/ Zope / Apsis / Pound Mailing List / Archive / 2009 / 2009-04 / Backend replication solution with pound?

[ << ] [ >> ]

[ number of trheads/process in pound / Emilio ... ] [ Re: Welcome to [Pound Mailing List] / Tim Dunphy ... ]

Backend replication solution with pound?
Sebastiaan van Erk <sebster(at)sebster.com>
2009-04-24 17:25:46 [ FULL ]
Hi,

I'm trying to make a replicated image repository. I want to have two 
servers with big disks with the images stored on both of them (purely 
for redundancy). When a new image is added to the repository it will 
generally appear on one of the two servers before it appears on the 
other (mostly by only a few seconds). Also, if one server crashes and 
comes back, the new images that were stored in the mean time are not yet 
available on both servers and will need to be rsynced. However, as soon 
as the images are stored on 1 of the 2 servers, they must become available.

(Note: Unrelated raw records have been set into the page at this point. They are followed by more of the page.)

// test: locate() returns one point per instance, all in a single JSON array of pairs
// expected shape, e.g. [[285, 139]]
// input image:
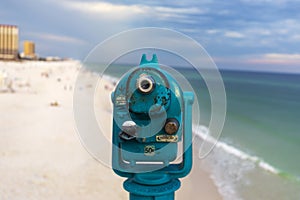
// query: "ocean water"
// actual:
[[258, 154]]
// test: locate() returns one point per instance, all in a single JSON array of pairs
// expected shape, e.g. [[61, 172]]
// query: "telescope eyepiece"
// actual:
[[145, 84]]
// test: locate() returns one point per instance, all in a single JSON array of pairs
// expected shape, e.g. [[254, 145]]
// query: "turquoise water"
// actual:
[[263, 123]]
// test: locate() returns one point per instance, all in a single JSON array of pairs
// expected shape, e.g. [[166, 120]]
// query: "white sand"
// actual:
[[41, 156]]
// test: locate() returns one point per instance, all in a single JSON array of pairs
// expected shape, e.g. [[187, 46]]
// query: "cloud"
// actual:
[[233, 34], [105, 9], [277, 58], [119, 11]]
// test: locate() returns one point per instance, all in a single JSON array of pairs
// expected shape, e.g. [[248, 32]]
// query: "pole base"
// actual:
[[140, 191]]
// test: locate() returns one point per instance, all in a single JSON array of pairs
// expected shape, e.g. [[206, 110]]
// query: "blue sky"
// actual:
[[243, 34]]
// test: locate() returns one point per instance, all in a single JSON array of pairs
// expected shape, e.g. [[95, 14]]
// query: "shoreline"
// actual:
[[41, 154]]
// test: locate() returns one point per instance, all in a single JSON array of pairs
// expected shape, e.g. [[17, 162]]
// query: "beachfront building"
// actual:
[[29, 49], [9, 42]]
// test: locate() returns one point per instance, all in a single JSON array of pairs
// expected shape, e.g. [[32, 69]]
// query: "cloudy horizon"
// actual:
[[238, 34]]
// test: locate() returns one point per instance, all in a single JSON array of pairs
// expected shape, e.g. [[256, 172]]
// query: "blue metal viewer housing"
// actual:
[[152, 123]]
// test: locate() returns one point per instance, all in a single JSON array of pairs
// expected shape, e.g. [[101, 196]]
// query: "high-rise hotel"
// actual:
[[9, 42]]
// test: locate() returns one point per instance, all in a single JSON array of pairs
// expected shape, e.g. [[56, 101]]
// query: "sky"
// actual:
[[238, 34]]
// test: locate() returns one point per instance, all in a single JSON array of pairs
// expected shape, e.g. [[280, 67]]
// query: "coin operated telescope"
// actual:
[[152, 123]]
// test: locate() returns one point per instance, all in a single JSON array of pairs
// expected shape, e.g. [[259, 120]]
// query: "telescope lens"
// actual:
[[145, 84]]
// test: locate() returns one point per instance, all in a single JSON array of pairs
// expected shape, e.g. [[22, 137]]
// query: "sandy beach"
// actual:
[[41, 156]]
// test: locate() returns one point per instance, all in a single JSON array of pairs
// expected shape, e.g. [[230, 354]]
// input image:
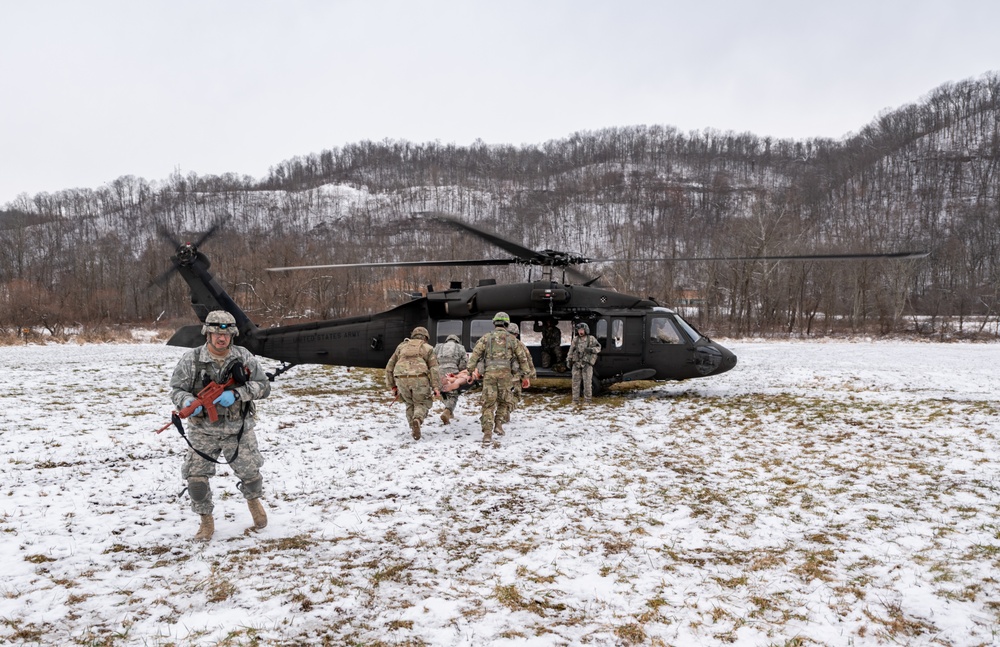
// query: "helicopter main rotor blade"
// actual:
[[467, 263], [520, 251], [793, 257]]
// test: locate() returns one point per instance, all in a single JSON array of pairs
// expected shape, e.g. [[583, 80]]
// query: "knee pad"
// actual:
[[198, 489], [253, 488]]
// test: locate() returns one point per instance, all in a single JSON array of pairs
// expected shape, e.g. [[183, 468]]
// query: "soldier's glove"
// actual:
[[187, 403]]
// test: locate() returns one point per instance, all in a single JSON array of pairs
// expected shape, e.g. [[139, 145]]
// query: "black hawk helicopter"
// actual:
[[640, 338]]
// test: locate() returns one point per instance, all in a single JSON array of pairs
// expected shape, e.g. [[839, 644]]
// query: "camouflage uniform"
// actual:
[[452, 358], [581, 357], [412, 371], [497, 350], [516, 371], [219, 438]]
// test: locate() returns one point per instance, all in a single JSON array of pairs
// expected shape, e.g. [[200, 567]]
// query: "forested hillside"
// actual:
[[921, 177]]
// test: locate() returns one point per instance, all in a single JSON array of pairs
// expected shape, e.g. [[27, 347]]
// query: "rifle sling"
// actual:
[[244, 407]]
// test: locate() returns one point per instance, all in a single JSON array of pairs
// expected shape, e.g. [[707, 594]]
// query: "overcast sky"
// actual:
[[95, 90]]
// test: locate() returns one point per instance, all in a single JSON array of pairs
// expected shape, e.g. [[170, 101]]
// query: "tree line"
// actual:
[[921, 177]]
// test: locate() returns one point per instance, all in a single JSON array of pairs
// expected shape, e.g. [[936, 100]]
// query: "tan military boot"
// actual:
[[206, 529], [258, 514]]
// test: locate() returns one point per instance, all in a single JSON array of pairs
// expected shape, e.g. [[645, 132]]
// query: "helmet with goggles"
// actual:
[[220, 321]]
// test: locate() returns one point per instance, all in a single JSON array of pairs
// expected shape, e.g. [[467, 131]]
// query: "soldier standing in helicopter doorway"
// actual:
[[412, 375], [497, 350], [581, 357], [551, 344], [231, 436], [452, 359]]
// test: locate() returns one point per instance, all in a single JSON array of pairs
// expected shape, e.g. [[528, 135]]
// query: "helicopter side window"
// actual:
[[664, 332], [448, 327], [479, 328]]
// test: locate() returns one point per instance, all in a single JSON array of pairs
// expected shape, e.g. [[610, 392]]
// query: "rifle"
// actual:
[[206, 399]]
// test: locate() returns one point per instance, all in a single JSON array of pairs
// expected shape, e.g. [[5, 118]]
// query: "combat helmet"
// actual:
[[220, 321]]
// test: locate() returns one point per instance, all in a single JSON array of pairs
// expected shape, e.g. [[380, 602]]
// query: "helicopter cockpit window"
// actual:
[[664, 332], [478, 328], [448, 327]]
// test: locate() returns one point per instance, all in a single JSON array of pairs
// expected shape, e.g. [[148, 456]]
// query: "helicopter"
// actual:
[[640, 338]]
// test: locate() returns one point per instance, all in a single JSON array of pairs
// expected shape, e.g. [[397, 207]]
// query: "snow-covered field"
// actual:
[[835, 493]]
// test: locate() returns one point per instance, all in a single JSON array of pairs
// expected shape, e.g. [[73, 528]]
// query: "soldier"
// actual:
[[551, 343], [581, 358], [232, 434], [452, 359], [497, 350], [412, 374], [516, 369]]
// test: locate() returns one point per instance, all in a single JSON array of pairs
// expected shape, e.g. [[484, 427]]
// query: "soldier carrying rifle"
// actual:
[[231, 435]]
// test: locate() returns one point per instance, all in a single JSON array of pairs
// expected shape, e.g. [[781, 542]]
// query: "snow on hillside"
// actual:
[[839, 493]]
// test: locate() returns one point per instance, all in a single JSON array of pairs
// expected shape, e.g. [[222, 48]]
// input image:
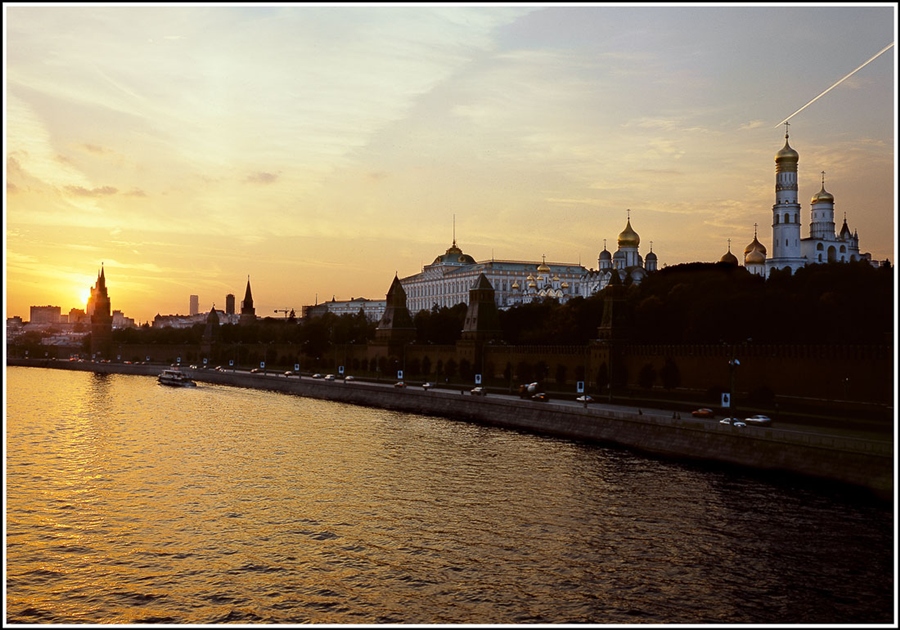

The only read access to the images from the outside world is via HTTP. I 
was thinking of using pound to get the images from the backends, 
however, there is only the small problem of (temporary) failure when an 
image that is not yet on one of the two servers gets requested by pound 
on the server where it's missing. In that case I would like pound to try 
the other server (basically on a 404). Only if it gets a 404 from both 
servers is it a REAL 404.

In the final solution I want to be able to send the requests to a 
preferred server based on a header in the HTTP request, but from what I 
saw, that should be doable with pound.

The question I have is, can I do the "404 failover" with pound, or do I 
need to patch it? Is it easy to patch it for this use? Is this a good 
way to go about it, or are there better solutions for the above 
requirements?

Regards,
Sebastiaan
Attachments:  
smime.p7s application/x-pkcs7-signature 3328 Bytes

RE: [Pound Mailing List] Backend replication solution with pound?
Tony Howat <arhowat(at)hotmail.com>
2009-04-24 17:47:17 [ FULL ]
sebster(at)sebster.com asked :
 [...]


The proper solution for this would be shared storage for your web nodes, or
network partition mirroring using something like drbd.

 

--

Tony
[...]
Attachments:  
text.html text/html 1061 Bytes

Re: [Pound Mailing List] Backend replication solution with pound?
Dave Steinberg <dave(at)redterror.net>
2009-04-24 18:33:15 [ FULL ]
Tony Howat wrote:[...][...][...]

To answer the original question - pound doesn't have the feature you're 
looking for.  You might try varnish - I know it can do it - or something 
like nginx.

You might also consider something like squid as a layer between your 
load balancer and your backends.  Squid supports logic about getting 
documents from neighboring proxies (I forget what its called, its some 
proxy communications protocol).  You might be able to use this to give 
you a layer that hides details of your semi-consistent storage layer 
from your load balancer / the outside world.

Regards,[...]

Re: [Pound Mailing List] Backend replication solution with pound?
Sebastiaan van Erk <sebster(at)sebster.com>
2009-04-24 18:58:36 [ FULL ]
Hi,

Thanks for the reply.

Tony Howat wrote:[...][...][...]

Why is that the proper solution? There's a couple issues I have with 
both of these solutions (and I did think of them before coming up with 
the question above):

1) The point of the exercise is redundancy on disk level. This would 
immediately disqualify most shared file systems, because they're 
generally not redundant (with some exceptions of course, e.g., AFS, 
which is very complicated and management intensive). Solutions such as 
hardware mirroring/RAID tend to occur within one physical device so that 
if the main board of the device fails your disks are gone (and if not 
dead, then at least not accessible anymore at that moment).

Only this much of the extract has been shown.